Testing LDAP Configuration

The tool attached to this Wiki page (at the end) can be used to test the LDAP configuration and identify the root cause of issues, if any.

The error message indicates Java runtime is unable to establish the connection to the LDAP server using SSL because it does not trust the certificate presented by the server. Usually this happens when the server uses a self-signed certificate or a certificate signed by a relatively unknown CA. The Java runtime trusts only those certificates that are signed by well known CAs or public certificates that present in the truststore/keystore.
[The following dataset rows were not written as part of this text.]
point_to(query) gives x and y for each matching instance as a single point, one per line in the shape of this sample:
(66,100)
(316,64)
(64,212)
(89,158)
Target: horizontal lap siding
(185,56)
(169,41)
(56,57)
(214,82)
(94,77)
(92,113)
The default truststore is present at the location $JAVA_HOME/lib/security/cacert.
The error can be solved in 2 ways as explained below:
1. Ask the LDAP server maintainers to use the certificate signed by a well known CA or
2. Import the LDAP server’s public certificate into the JVM truststore as below:
  $ keytool -importcert -alias <server_name> -keystore $JAVA_HOME/jre/lib/security/cacerts -file server_public.crt
3. keytool is present in $JAVA_HOME/bin directory
4. server_public.crt file contains the server’s public certificate in the following format
  -----BEGIN CERTIFICATE----- <CERTIFICATE CONTENT> -----END CERTIFICATE-----
Restart all applications that are using the JVM and depend on this updated truststore.